Annu Int Conf IEEE Eng Med Biol Soc. 2022 Jul;2022:1477-1480. doi: 10.1109/EMBC48229.2022.9871803.
Mental disorders such as schizophrenia have been challenging to characterize due in part to their heterogeneous presentation in individuals. Most studies have focused on identifying groups differences and have typically ignored the heterogeneous patterns within groups. Here we propose a novel approach based on a variational autoencoder (VAE) to interpolate static functional network connectivity (sFNC) across individuals, with group-specific patterns between schizophrenia patients and controls captured simultaneously. We then visualize the original sFNC in a 2D grid according to the samples in the VAE latent space. We observe a high correspondence between the generated and the original sFNC. The proposed framework facilitates data visualization and can potentially be applied to predict the stage that a subject falls within a disorder continuum as well as characterize individual heterogeneity within and between groups.
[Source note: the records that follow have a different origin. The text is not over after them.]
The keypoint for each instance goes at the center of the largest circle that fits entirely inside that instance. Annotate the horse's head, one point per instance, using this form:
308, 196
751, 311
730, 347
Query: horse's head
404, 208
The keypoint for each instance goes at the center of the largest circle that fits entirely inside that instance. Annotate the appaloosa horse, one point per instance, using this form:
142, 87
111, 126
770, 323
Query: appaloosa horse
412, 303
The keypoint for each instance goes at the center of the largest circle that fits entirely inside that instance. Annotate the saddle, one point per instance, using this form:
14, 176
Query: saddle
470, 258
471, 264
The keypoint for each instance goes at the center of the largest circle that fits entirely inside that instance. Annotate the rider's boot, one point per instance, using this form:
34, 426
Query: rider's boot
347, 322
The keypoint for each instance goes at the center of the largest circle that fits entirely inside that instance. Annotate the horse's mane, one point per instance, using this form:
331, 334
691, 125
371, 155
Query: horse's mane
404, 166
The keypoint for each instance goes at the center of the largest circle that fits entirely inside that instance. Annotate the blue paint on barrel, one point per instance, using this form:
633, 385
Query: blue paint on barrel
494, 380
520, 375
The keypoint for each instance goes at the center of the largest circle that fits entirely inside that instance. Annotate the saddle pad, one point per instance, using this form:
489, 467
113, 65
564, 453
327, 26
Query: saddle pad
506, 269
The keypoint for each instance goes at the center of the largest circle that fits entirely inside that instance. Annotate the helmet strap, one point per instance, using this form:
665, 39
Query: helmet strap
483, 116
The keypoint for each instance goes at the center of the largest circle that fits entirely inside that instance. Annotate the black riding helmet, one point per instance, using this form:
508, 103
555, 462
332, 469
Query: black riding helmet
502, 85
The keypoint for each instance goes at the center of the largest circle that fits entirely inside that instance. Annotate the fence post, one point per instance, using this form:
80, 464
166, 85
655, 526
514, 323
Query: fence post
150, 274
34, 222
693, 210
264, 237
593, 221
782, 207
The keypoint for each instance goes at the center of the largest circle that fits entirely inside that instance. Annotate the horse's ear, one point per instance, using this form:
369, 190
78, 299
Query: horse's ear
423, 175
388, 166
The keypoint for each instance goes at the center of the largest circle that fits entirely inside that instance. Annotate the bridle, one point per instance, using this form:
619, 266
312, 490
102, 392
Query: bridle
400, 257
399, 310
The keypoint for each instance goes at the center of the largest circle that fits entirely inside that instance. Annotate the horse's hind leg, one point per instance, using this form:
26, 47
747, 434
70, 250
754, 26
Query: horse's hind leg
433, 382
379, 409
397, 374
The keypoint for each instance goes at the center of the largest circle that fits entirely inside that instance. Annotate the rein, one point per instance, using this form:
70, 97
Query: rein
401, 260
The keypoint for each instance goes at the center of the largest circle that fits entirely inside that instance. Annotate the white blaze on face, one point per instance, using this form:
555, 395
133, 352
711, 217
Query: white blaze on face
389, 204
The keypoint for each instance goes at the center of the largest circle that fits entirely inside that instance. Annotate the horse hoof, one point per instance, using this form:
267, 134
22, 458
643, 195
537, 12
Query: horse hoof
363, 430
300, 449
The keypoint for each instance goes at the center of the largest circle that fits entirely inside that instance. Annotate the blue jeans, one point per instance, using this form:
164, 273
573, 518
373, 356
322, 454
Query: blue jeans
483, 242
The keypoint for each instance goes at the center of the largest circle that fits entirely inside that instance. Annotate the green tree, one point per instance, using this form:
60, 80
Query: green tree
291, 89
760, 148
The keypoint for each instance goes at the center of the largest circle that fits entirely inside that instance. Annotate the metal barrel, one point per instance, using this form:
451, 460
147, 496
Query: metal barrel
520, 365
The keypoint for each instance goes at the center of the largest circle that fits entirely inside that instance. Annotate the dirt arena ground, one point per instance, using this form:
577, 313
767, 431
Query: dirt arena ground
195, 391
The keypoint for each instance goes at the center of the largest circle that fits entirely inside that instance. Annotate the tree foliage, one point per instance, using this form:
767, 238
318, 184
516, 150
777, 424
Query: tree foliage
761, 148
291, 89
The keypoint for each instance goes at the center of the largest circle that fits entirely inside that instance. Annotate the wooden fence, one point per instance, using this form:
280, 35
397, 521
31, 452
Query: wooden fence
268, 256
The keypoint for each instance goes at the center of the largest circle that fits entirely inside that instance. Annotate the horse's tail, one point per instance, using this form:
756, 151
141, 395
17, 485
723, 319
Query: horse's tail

精神障碍,如精神分裂症,由于其在个体中的表现存在异质性,因此一直难以进行特征描述。大多数研究都集中在识别组间差异上,而通常忽略了组内的异质模式。在这里,我们提出了一种基于变分自编码器(VAE)的新方法,该方法可以在个体之间插值静态功能网络连接(sFNC),同时捕捉精神分裂症患者和对照组之间的组特异性模式。然后,我们根据 VAE 潜在空间中的样本,将原始 sFNC 以 2D 网格的形式可视化。我们观察到生成的 sFNC 和原始 sFNC 之间具有高度的一致性。所提出的框架有助于数据可视化,并可潜在地应用于预测个体在疾病连续统中所处的阶段,以及描述组内和组间的个体异质性。